Indigenous Voice to Parliament deal prevails against partisan trend

There was a rare moment of bipartisanship in Canberra on Wednesday as the major parties came together to pass a law clearing the way to hold this year’s Indigenous Voice to Parliament referendum.

A bill aimed at updating the rules or “machinery” for holding referendums in Australia cleared the Senate on Wednesday night as the wording of the question to be put to the Australian people was finalised.

“We are one step closer to the Voice referendum,” Minister for Indigenous Australians Linda Burney said.

“The Referendum Act hasn’t been used since 1999. We’re modernising it so it’s more like how federal elections are run, that means pre-poll and postal voting.

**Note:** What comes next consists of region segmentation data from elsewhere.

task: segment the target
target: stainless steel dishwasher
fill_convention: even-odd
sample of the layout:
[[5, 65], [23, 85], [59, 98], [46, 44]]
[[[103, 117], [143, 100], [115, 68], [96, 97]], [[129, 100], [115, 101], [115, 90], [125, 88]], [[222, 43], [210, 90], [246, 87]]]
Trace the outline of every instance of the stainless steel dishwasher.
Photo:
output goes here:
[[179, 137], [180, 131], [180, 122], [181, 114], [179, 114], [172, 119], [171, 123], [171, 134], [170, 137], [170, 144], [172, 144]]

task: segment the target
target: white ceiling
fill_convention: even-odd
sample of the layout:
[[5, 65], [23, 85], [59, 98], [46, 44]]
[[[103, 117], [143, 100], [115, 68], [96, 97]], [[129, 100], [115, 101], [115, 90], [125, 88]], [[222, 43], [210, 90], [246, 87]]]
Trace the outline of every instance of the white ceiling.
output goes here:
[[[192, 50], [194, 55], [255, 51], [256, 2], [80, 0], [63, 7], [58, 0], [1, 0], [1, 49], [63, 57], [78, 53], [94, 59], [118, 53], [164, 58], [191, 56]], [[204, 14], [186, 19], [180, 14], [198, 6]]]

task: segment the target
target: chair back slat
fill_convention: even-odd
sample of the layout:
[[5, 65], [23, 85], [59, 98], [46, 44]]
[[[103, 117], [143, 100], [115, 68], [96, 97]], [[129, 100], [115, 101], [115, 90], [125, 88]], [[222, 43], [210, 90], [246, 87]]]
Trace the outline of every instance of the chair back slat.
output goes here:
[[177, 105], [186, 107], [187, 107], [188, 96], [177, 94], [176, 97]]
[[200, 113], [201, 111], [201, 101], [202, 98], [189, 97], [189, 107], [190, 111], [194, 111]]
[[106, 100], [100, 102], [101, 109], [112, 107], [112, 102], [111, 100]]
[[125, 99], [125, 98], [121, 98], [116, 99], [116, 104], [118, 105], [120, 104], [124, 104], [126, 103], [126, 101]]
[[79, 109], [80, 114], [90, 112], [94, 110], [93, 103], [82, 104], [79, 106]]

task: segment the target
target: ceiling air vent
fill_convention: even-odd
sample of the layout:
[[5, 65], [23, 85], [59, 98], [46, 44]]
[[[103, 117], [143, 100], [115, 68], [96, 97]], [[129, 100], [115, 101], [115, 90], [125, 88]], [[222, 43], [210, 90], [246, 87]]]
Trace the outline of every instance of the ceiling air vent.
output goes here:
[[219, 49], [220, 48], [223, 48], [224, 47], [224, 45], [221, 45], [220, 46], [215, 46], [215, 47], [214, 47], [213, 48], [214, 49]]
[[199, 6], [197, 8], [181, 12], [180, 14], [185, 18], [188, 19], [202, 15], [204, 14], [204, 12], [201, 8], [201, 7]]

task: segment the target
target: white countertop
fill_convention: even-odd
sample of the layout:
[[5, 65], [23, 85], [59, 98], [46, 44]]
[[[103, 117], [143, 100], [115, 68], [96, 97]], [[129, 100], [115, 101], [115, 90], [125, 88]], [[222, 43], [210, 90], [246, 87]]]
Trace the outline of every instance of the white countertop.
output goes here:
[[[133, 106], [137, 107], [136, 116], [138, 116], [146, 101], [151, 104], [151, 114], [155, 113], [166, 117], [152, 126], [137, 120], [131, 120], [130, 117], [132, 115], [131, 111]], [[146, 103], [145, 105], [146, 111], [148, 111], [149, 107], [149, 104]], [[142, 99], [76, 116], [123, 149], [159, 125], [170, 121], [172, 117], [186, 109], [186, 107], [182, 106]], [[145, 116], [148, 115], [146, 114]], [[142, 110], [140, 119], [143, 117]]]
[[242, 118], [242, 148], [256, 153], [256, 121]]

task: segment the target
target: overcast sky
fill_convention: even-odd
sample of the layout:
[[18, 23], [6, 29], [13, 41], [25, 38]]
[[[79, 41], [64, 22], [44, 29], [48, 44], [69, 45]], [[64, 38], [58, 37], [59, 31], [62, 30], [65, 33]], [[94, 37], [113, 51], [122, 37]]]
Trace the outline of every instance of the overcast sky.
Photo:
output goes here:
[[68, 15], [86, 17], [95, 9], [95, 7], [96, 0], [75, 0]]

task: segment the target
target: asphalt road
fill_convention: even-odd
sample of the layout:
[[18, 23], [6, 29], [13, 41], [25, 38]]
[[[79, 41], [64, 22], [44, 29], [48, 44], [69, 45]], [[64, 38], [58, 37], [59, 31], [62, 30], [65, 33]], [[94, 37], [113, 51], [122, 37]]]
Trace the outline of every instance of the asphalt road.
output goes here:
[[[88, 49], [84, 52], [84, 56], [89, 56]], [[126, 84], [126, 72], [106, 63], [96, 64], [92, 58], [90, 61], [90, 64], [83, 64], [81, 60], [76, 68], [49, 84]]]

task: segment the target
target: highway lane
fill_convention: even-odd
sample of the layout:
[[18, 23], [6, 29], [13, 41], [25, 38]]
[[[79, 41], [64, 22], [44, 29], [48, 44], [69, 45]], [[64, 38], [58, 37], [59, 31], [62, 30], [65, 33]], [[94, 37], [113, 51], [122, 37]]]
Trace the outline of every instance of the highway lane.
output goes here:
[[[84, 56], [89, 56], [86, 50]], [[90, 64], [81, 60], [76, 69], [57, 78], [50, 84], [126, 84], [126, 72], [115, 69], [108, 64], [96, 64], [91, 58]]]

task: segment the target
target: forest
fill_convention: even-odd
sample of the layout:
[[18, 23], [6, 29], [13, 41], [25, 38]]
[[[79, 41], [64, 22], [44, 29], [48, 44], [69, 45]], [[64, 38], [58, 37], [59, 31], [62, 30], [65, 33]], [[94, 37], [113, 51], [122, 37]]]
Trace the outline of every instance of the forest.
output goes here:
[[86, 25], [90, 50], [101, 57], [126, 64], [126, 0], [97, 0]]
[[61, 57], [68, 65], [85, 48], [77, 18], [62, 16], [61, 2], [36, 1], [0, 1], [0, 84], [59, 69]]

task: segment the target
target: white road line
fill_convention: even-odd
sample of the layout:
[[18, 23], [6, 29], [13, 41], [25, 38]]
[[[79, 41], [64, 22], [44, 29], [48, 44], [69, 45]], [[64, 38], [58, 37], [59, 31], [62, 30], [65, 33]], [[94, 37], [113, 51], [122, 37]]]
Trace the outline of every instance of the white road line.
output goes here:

“Constitutional recognition through Voice will take Australia forward.”

Opposition Leader Peter Dutton did not follow through on a threat to oppose the legislation despite some urging from Coalition MPs, including Ross Cadell and Keith Pitt, who argued against any agreement unless both the ‘yes’ and ‘no’ campaigns received public funding.

(Staunch conservatives argue the referendum will not be fought on even ground because ‘woke’ corporations like international construction giant Lendlease will donate to the ‘yes’ campaign but not want to be associated with opponents.)

The Greens and members of the Senate crossbench, who had advocated changing procedures to allow people to enrol and vote on the day of the referendum and to lift restrictions on prisoners’ voting rights, were sidelined by the deal.

The government has instead agreed to distribute a pamphlet to Australians’ homes outlining the cases for both camps before the referendum, which is slated to be held by year’s end.

The mobile polling period for remote communities will be extended to 19 days and a greater number of identification methods will be accepted as part of a drive to increase voter turnout.

Outside Canberra, these may not seem like details needing to be hashed out in negotiations like those between Liberal Senator Jane Hume and Labor’s Don Farrell on Tuesday night.

But after the Nationals made an early move to officially oppose the Voice, which has become a target for some talking heads who say it makes no substantive change, there has been a real risk that even the procedural aspects of a referendum aimed at unity might be overwhelmed by partisan rancour.

As debate on the machinery of the referendum continued in the upper house, its 21-member working group was set to meet Ms Burney and Prime Minister Anthony Albanese before finalising the wording of the motion to be put to voters.

“We are so close to taking the next historic steps towards a successful ‘yes’ vote. We are putting the finishing touches on this historic change,” Professor Megan Davis said.

“So close to doing what grassroots communities across the country have asked for.”

Nationals Senator Jacinta Nampijinpa Price said the government should not presume Indigenous Australians would support the referendum as she led a delegation of protest.

“We’ve overcome segregation in our country, to then go ahead and put it in our founding document [… is] not right,” Senator Price said.

But Greens Senator Dorinda Cox said that recognition was not mutually exclusive to substantive change, but its forerunner.

“The only way we’re going to do that is actually secure a ‘yes’ vote in the Voice to Parliament,” Senator Cox said.

The referendum will be held in the second half of this year.